Moldovans Choose Between Russia,Europe

CHISINAU, Moldova (AP) -- Moldovans voted Sunday in local election runoffs being seen as a test of whether the former Soviet republic moves closer to the European Union or to neighboring Russia.

The key post is for the next mayor of Chisinau, the capital, where pro-European incumbent Dorin Chirtoaca faces pro-Russian challenger Zinaida Greceanai, a former prime minister of the Communist Party. A low turnout in the city of one million will benefit the 59-year-old Greceanai.

"I hope we will clarify things.... and build something that is certain, definitive, irreversible, for the future of Chisinau and Moldova," Chirtoaca said after voting.

"Residents have a great desire to see deeds and not just statements," said Greceanai.

Runoffs were being held in 458 towns in this country of 4 million and result were expected late Sunday. Some 348 seats were already decided in the first round.

Renato Usatii, a pro-Russian businessman, won outright on June 14 in Moldova's second-largest city, Balti, and pro-Russian businessman Ilan Shor won in the eastern town of Orhei.
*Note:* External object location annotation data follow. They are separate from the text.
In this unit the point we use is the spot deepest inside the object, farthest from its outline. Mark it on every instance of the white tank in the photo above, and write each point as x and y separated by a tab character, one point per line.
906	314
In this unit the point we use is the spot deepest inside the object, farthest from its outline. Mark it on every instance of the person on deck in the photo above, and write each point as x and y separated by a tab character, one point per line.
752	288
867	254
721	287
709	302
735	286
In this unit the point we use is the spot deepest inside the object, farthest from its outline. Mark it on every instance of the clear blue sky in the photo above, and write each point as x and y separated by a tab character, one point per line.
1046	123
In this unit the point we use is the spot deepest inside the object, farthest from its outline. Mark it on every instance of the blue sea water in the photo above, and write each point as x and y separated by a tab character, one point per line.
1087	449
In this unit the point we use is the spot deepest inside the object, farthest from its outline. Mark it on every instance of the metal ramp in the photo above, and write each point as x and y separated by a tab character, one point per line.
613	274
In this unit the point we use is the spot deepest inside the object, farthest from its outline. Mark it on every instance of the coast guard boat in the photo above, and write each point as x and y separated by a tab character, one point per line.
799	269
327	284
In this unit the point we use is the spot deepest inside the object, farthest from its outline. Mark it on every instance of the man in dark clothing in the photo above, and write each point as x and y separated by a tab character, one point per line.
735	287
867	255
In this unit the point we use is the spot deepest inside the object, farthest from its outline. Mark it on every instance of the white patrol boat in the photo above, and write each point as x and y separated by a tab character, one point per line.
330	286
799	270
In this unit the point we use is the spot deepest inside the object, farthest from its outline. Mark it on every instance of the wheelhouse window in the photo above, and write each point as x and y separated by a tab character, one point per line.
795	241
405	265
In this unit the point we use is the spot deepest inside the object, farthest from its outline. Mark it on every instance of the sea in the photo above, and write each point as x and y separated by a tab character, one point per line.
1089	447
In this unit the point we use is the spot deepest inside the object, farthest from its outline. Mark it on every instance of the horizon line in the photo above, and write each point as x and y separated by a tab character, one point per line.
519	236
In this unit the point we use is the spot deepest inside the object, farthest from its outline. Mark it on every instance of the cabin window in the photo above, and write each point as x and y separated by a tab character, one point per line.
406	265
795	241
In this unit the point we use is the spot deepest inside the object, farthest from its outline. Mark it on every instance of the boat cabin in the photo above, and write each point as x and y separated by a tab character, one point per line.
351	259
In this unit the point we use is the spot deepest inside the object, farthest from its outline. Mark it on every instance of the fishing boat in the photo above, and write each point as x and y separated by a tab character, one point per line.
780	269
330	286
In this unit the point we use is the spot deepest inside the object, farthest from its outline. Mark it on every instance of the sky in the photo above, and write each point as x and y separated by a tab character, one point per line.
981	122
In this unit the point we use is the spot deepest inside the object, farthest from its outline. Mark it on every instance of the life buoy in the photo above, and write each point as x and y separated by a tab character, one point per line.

Moldova, which declared independence in 1991 after the Soviet Union broke up, is located between Romania and Ukraine. Last year, it signed an association agreement with the 28-nation EU, angering Russia, which then banned some of its fruits and vegetables, hurting the largely agricultural nation.

Moldova's currency has lost 20 percent of its value this year against the euro.

Moldova is one of the poorest nations in Europe with an average monthly salary of $250. Some 600,000 Moldovans work abroad and send remittances home, which make up 30 percent of the country's Gross Domestic Product.

Moldovan officials, meanwhile, have been investigating the disappearance of $1.5 billion from state-owned and private banks before the parliamentary election last November, and Shor is being investigated in that probe.